Ce danger bien que réel n’effraie pas Israël. Il ne le méconnait pas non plus. En outre, l’Amérique a averti que les proportions sont à prendre en considération : l’Iran c’est 90 millions d‘habitants, Israël, 10 millions. L’économie iranienne s’appuyant sur ses richesses, s’affranchit de toute dépendance paralysante tandis que Israël bénéficie du parapluie américain qui se déploie en sa faveur en toutes circonstances.
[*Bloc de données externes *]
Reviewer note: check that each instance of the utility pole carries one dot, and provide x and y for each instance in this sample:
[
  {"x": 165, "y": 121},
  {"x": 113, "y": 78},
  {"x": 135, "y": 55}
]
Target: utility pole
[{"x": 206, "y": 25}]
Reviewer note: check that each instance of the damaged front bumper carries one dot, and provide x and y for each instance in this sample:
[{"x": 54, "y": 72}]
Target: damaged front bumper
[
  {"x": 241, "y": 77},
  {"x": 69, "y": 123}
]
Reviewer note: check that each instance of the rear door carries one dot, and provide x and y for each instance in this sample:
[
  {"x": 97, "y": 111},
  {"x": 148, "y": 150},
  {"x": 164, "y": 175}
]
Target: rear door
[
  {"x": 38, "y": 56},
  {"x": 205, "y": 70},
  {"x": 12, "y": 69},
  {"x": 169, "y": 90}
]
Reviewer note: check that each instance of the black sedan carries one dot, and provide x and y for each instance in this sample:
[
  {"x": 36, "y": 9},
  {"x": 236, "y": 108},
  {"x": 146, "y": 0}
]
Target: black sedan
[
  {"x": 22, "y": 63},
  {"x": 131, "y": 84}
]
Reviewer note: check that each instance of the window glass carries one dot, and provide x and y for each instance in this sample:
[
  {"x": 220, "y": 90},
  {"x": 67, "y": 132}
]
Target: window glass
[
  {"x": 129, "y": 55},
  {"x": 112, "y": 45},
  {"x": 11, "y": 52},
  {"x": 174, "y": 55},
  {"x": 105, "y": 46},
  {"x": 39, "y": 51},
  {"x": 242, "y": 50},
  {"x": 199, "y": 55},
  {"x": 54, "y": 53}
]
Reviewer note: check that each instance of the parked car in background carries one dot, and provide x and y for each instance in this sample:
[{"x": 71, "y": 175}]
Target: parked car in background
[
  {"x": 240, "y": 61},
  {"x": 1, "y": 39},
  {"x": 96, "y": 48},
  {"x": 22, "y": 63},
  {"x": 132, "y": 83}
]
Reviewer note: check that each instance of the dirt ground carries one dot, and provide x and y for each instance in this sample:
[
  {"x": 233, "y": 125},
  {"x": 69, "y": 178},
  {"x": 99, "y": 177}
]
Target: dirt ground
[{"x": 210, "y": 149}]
Tel-Aviv détient certes l’arme nucléaire mais redoute que Téhéran l’acquière alors que ses savants y travaillent d’arrache-pied à l’abri de tout regard inquisiteur. Les Etats-Unis agissent sur les deux tableaux pour contenir les intentions des radicaux des deux côtés, bellicistes impénitents qui ne songent qu’à en découdre.
L’autre arme dont se sert l’Iran est le pétrole. Il peut et veut souvent en user pour perturber le commerce de l’or noir. Il est membre influent de l’OPEP au sein de laquelle trône l’autre géant qu’est l’Arabie Saoudite, fidèle alliée des Etats-Unis et farouche adversaire de l’Iran dans la gouvernance du monde musulman. Chiite d’un côté, sunnite de l’autre.
La complexité de la géopolitique ajoute une difficulté supplémentaire à l’enjeu d’une économie de guerre qui se met en place sous nos yeux. Quand des éléphants se battent, l’herbe en souffre plus.